FROM THE uproar over graduation practices to the scandal over the improper high school placement of the schools chancellor’s daughter, there was plenty of bad news about the District’s public school system last school year. So it was reassuring to learn that students nonetheless showed improvement in achievement. As a new school year begins this week, the city must avoid the missteps and redouble its efforts to sustain the progress of recent years and meet the formidable challenges that still confront the system.

Standardized test results for the 2017-2018 school year released last week showed improvements in English and math by public school system students at every grade level tested and across neighborhoods, races and income levels.
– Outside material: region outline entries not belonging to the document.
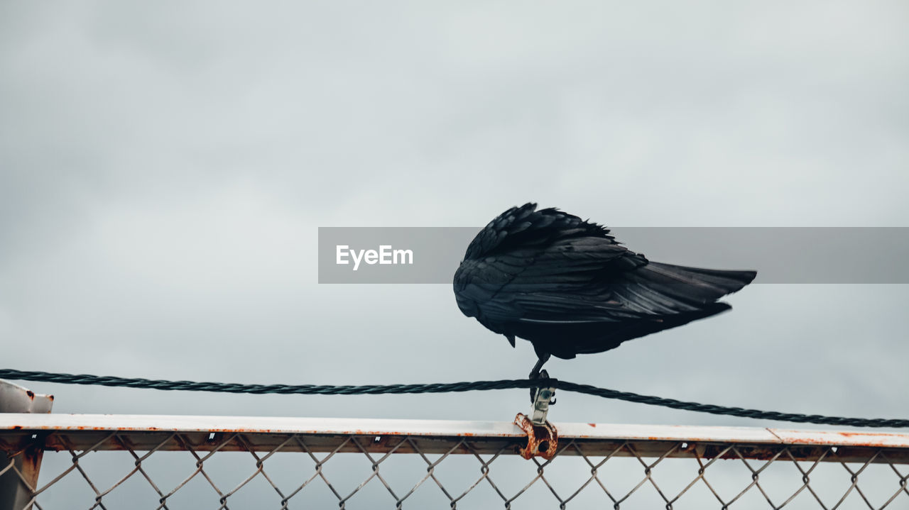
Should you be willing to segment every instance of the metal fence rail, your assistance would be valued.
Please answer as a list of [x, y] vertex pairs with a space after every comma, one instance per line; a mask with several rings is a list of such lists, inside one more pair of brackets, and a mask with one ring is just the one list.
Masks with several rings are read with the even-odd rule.
[[555, 427], [524, 460], [508, 422], [5, 414], [0, 450], [48, 452], [46, 510], [909, 508], [909, 434]]

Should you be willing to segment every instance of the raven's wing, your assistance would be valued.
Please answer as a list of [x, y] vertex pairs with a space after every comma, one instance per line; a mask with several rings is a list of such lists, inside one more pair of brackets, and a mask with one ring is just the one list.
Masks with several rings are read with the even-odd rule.
[[649, 262], [604, 227], [534, 207], [513, 208], [491, 221], [454, 275], [462, 311], [509, 337], [620, 342], [726, 309], [714, 301], [754, 278], [754, 271]]

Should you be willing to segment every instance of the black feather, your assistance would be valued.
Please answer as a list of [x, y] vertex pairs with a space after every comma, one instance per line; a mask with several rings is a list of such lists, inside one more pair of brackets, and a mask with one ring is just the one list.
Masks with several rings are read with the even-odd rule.
[[651, 262], [601, 225], [527, 203], [480, 230], [454, 283], [467, 317], [568, 358], [729, 309], [717, 299], [755, 274]]

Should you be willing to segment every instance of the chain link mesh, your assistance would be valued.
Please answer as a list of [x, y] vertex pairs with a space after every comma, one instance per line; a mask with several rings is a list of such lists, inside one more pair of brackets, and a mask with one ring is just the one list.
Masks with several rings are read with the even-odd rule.
[[[349, 436], [331, 451], [307, 435], [267, 451], [242, 433], [210, 439], [201, 449], [175, 433], [139, 450], [128, 433], [111, 433], [47, 452], [38, 486], [28, 487], [34, 508], [909, 508], [909, 466], [890, 458], [892, 448], [854, 462], [836, 446], [808, 460], [786, 446], [754, 459], [734, 443], [712, 445], [707, 457], [685, 442], [660, 443], [662, 455], [640, 453], [653, 451], [643, 440], [591, 455], [589, 442], [569, 440], [551, 460], [528, 461], [514, 446], [481, 454], [469, 438], [441, 454], [409, 436]], [[695, 455], [674, 456], [682, 451]], [[25, 483], [12, 461], [6, 472]]]

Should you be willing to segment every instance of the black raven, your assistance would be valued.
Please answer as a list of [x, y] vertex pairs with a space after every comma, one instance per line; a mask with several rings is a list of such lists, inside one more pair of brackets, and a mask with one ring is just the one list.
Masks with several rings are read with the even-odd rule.
[[515, 337], [534, 344], [535, 378], [550, 356], [603, 352], [729, 309], [716, 299], [755, 274], [651, 262], [601, 225], [527, 203], [476, 234], [454, 273], [454, 296], [464, 315], [512, 347]]

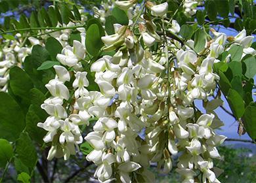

There was a 3.2-percentage-point increase over last year in English and 3.1-point increase in math, outpacing the state average, which included results from public charter schools, which also showed improvements. It was the third consecutive year of growth on PARCC, the rigorous assessment for college and careers testing that the city started using in 2015 with the introduction of a more challenging curriculum.

To be sure, as officials stressed in announcing the results, there is still much work to be done, with some two-thirds of students still not proficient in English and math and a wide achievement gap between white students and students of color. But the steady gains — including notable shrinkage of the achievement gap in English — underscore the efficacy of school reform started a decade ago and serve as a rebuke to critics who would try to use the recent school scandals to undermine mayoral control. By expecting more from both teachers and students, and with a long period of stability under the leadership of Michelle Rhee and Kaya Henderson, officials put in place a strong foundation that must not be abandoned.

Now Mayor Muriel E. Bowser (D), almost certain to be reelected to a second term, needs to step up her game on education. She must show more urgency in staking out an agenda to solve the challenging problems that persist. Most critical, of course, will be her selection of a permanent schools chancellor and deputy mayor for education. Hopefully she has learned some lessons from the events surrounding then-Chancellor Antwan Wilson’s ill-fated tenure, and the District will once again have stable and steady school leadership.